The timing of Putin’s message coincides with the Biden administration’s talks with 29 NATO countries on what to do about the giant Russian army deployed along the Ukrainian border, ahead of the much-anticipated Jan. 10 Putin-Biden summit. Putin has demanded that NATO stop its expansion to Eastern Europe and give Moscow “legal guarantees” to that effect.
“Right before the significant talks, Putin demonstrates that he has one more instrument in his arsenal: Not only can he deploy [his] ‘polite men’ to Donbas or Crimea, he can also send CSTO military forces to a neighboring country,” Sergii Leshchenko, a former Ukrainian parliament member, told The Daily Beast on Thursday.
Leschenko doesn’t think Putin will take a similar strategy with Ukraine, not “unless Putin uses some request from the separatist leaders to deploy CSTO forces to Donbas.” He added: “The difference is that Tokayev, the leader of a CSTO country, had asked for foreign soldiers to help him out.”

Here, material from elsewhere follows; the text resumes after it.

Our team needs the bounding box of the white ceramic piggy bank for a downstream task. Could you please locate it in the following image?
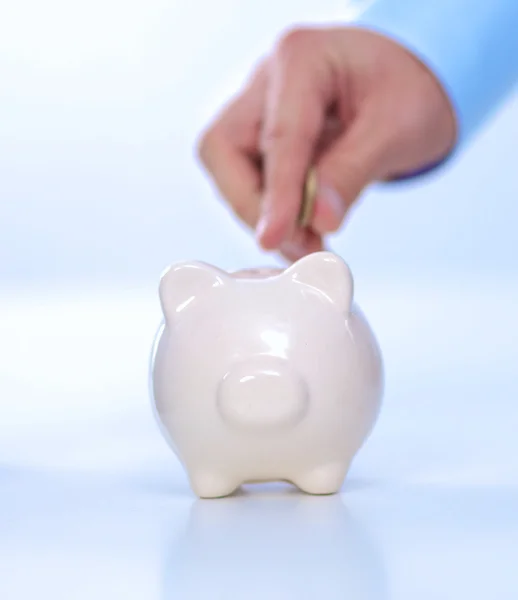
[151,252,383,498]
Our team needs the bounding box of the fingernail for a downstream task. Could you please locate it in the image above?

The Daily Beast spoke with international observers in Russia, Ukraine, and Central Asia, who all agreed that, at least for now, it appears Putin is once again lucky with his timing, having used Kazakhstan’s troubles to demonstrate to the West that it is Russia and Russia alone that takes care of messes in post-Soviet countries.

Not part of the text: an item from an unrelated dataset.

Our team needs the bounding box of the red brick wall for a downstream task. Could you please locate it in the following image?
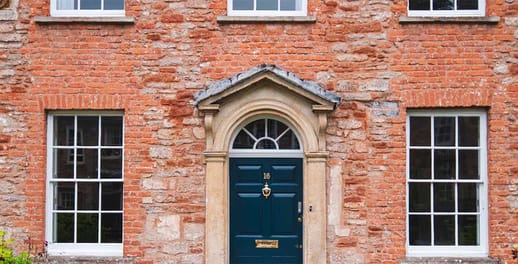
[0,0,518,263]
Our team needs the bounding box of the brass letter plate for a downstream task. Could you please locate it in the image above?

“Last year Putin did not help Armenia, a CSTO member country, in its war against Azerbaijan, but deployed thousands of Russian peacekeepers to Karabakh to stop the war and exert his influence in two countries, both Armenia and Azerbaijan,” Mansur Mirovalev, a Kyiv-based expert on Central Asia told The Daily Beast. “Now Russian soldiers are back to Kazakhstan, where so far, Russia does not have a military base. It is unclear when and if they will leave.”
Prior to the unrest, Kazakhstan had kept close economic and political ties with the West: American Chevron, ExxonMobil, ConocoPhillips, and other American companies operated freely in Kazakhstan. Democratic reforms in the country, however, are a different story. Four years ago, the government labeled the political party Democratic Choice of Kazakhstan as an extremist organization and revoked the licenses of 88 foreign television channels, according to a report by Freedom House, an American NGO.

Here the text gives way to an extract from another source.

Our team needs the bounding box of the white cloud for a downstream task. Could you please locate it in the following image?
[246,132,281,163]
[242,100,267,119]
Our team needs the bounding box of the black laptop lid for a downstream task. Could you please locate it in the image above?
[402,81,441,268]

The editor-in-chief of Carnegie Moscow Center, Alexander Baunov, believes that this year’s anti-dictatorship protests have actually strengthened the ties between Kazakhstan and Russia. “Also, we should not forget that there is a huge undefended border, over 2,000 kilometers, of open fields between Russia and Kazakhstan. It is in Russia’s security interests to keep the peace,” Baunov told The Daily Beast.
In Kazakhstan, President Tokayev has claimed that 20,000 “armed bandits” attacked Almaty on Thursday, and he refused to meet with protesters on the grounds that “There cannot be any negotiations with criminals.” Meanwhile, independent journalists on the ground in the capital city have reported “total anarchy.”
“By inviting the CSTO forces, President Tokayev made a choice between three options his country was facing: Radical Islamization, powerful Chinization, and the Russian world. To Putin’s incredible luck, he chose Russia,” Russian international affairs expert and New School university professor Nina Khrushcheva told The Daily Beast on Friday. “It is Putin who will put out the fire in Central Asia this time.”
Some experts point out that with the number of victims growing on the streets of Almaty, the reputation of Putin-led CSTO forces is certainly on the line.
“I personally think that President Tokayev has a sly plan to kill a ton of protesters and then blame the Russians,” a veteran observer of the Russian military, Ilya Barabanov, told The Daily Beast. “But at least for now Russian soldiers can’t be accused of killing the protesters on Thursday, they landed in Kazakhstan only on Thursday night.”